Day 3 – Ptarmigan Lodge to Inverarnan (11 miles)
On paper, day 3 was to be a gentle day. A mere 11 miles compared to the 14 miles apiece of the previous two days… Things rarely work out the way they look on paper. It was 11 miles in total but I swear it felt more like 20…
There were 4 miles to go before our anticipated morning coffee at Inversnaid Hotel, a breeze, we felt, that should take about an hour and 20 minutes, maybe an hour and a half. However, the trail at this point gets thoroughly over excited and consists entirely of endless switchbacks of boulders and gnarled tree roots that you clamber up and down, pausing only to throw in the occasional climb up and over a wooden bridge, or skip across stepping stones.

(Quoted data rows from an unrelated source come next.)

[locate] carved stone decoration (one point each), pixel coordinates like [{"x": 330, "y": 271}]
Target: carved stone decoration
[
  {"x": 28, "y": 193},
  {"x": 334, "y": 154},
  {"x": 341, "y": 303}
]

Don’t mistake me, it’s utterly beguiling and enchanting. In Surrey I once hiked for an entire day just to see some stepping stones, and here they crop up around every corner. It’s fantastic.
It’s not, however, speedy going. Especially since I discovered that, because I’m rather short, some of the larger steps required me to push down with my hands on my knee to boost myself and my enormous backpack upwards, this motion then caused the top of my backpack to hit me in the back of the head. It went climb..stretch… shove… grunt of effort… bonk… ow… Repeat.
Things I learnt on the West Highland Way #1 – walking poles would be amazing. Not just for old people.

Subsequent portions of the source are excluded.